On 28-02-18 15:08, Maxim Dounin wrote:
>> What do you mean by a reliable server?
>> I want to make sure when the HTTP operation returns, the file is on the
>> disk, not just in a buffer waiting for an indefinite amount of time to
>> be flushed.
>> This is what fsync is for.
>
> The question here is - why you want the file to be on disk, and
> not just in a buffer? Because you expect the server to die in a
> few seconds without flushing the file to disk? How probable it
> is, compared to the probability of the disk to die? A more
> reliable server can make this probability negligible, hence the
> suggestion.
I think the point here is that lack of fsync leaves some questions
unanswered. Adding fsync will simply put all dots above the "i"s.

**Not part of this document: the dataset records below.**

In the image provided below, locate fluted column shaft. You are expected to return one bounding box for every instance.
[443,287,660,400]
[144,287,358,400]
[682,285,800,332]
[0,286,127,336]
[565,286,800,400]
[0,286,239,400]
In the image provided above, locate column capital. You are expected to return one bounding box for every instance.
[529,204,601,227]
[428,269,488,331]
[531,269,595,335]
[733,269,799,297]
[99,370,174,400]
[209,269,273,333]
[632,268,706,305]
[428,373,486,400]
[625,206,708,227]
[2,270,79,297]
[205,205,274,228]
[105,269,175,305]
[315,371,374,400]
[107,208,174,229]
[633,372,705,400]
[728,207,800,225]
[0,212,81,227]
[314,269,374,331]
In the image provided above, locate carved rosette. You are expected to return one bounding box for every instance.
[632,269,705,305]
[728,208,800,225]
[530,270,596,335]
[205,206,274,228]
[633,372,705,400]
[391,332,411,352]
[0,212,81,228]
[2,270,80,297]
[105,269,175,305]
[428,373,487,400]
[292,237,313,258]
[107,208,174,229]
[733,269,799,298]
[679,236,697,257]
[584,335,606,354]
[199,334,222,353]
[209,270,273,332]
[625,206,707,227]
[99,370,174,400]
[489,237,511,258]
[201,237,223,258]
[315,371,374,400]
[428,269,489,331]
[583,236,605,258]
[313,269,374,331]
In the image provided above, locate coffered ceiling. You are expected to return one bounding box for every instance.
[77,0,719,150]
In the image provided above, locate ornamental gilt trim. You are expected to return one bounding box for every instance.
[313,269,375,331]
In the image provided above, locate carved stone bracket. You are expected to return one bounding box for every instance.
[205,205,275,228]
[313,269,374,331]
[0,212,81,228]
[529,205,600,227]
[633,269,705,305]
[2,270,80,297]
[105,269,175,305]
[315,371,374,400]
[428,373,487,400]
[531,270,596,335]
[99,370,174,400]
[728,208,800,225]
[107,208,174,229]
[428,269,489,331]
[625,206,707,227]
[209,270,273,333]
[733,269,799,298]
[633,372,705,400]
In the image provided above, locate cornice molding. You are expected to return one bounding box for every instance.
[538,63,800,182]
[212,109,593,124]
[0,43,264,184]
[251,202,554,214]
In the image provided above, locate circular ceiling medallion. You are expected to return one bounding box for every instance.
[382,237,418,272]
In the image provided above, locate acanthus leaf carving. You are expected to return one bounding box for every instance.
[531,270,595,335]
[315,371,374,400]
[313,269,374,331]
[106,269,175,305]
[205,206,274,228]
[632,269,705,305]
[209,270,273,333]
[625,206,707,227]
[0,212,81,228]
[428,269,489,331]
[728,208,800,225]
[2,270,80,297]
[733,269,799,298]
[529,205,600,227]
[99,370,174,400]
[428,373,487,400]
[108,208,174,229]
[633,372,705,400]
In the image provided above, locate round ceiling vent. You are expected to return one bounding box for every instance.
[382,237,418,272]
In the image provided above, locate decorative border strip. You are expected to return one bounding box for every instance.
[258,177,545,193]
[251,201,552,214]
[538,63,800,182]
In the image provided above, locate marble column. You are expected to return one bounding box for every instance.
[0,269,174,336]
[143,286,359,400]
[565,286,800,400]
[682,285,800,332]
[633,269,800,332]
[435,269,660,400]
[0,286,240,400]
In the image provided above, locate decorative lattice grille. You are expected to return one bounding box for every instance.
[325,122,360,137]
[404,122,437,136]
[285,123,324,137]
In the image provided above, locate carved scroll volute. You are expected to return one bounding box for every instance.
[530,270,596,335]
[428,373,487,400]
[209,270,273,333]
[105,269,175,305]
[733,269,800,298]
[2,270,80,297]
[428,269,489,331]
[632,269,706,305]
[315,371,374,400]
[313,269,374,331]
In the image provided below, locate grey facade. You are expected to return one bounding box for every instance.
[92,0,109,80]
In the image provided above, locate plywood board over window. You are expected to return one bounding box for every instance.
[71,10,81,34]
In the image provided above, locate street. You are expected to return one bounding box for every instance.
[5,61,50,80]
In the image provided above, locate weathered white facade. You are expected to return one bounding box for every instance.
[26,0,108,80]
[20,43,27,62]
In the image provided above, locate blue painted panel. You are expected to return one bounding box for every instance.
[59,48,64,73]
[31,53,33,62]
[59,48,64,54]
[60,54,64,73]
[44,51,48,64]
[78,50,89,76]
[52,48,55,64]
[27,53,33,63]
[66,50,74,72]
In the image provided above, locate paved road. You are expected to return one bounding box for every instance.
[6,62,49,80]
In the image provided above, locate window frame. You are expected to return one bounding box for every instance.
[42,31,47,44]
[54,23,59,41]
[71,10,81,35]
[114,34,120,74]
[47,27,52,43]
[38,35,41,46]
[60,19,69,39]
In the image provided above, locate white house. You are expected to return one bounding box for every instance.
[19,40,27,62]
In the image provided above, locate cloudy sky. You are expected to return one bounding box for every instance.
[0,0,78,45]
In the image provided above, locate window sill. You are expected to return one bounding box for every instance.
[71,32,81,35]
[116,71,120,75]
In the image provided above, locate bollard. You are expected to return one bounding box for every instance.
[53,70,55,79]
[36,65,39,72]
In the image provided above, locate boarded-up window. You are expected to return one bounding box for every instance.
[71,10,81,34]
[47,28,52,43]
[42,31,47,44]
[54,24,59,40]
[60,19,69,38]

> (Also, another question is what "on the disk" meas from physical
> point of view. In many cases this in fact means "somewhere in the
> disk buffers", and a power outage can easily result in the file
> being not accessible even after fsync().)
>
>> Why doing this in a thread is not a good idea? It would'nt block nginx
>> that way.
>
> Because even in threads, fsync() is likely to cause performance
> degradation. It might be a better idea to let the OS manage
> buffers instead.
fsync does not cause performance degradation. fsync simply instructs OS
to ensure consistency of a file. What causes performance degradation is
expenditure of resources necessary to ensure consistency.